We will save the inevitable PR pitfalls from artists to labels for when all this eventually happens and instead raise an excellent piece by Ted Giola who zooms out and investigates the potential death of traditional entertainment, pointing toward a culture of distraction which major companies like Disney, Paramount and Universal are all struggling through. And like Blake referenced, TikTok epitomises this through fast-paced ‘doom scrolling’ that exploits our brain chemistry - overloading our dopamine sensors and resembling addiction patterns, which tech giants have been advancing for decades. It’s a terrifying trend, one that will unravel for years to come that we’re seeing in episodic moments like this James Blake story.
Cerveza Cristal: The Viral Stunt with a Long Tail
Around twenty years ago, before the existence of social media or online ‘virality’, beer brand Cristal’s Chilean agency contrived an ‘ad free’ edit of Star Wars that replaced commercial breaks with edits that ludicrously crowbarred their product into the film itself, with even John Williams’ classic score momentarily elbowed aside by a rambunctious “Cerveza Cristal!” jingle.
This week the internet exhumed this (award-winning) stunt and reanimated it as an internet meme that has spread around the world and been edited into scenes from just about every classic film for comic effect, spilled over into media coverage, and in the process provided extremely visible brand placement for Cerveza Cristal – bolstered by the distinctive can design and uproariously catchy jingle.

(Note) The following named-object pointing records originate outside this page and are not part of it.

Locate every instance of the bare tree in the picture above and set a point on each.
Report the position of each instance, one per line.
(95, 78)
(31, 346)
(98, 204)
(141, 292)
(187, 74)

One of the issues plaguing modern communications is that ‘to go viral’ has become a principle that has usurped such fundamental drivers as ‘because it’s quite funny’ – which ironically are far more likely to produce a viral phenomenon. Cerveza Cristal’s cartoonishly overblown product placement is from a land before virality, and therefore untainted by the pernicious and cringeworthy trend of brands cynically attempting to manufacture it.
The fact that something so unselfconsciously daft can have such a long tail in terms of the (good natured) attention it attracts is a resounding endorsement for communicators to do fun (and daft) stuff for its own sake instead of trying to outthink the algorithm.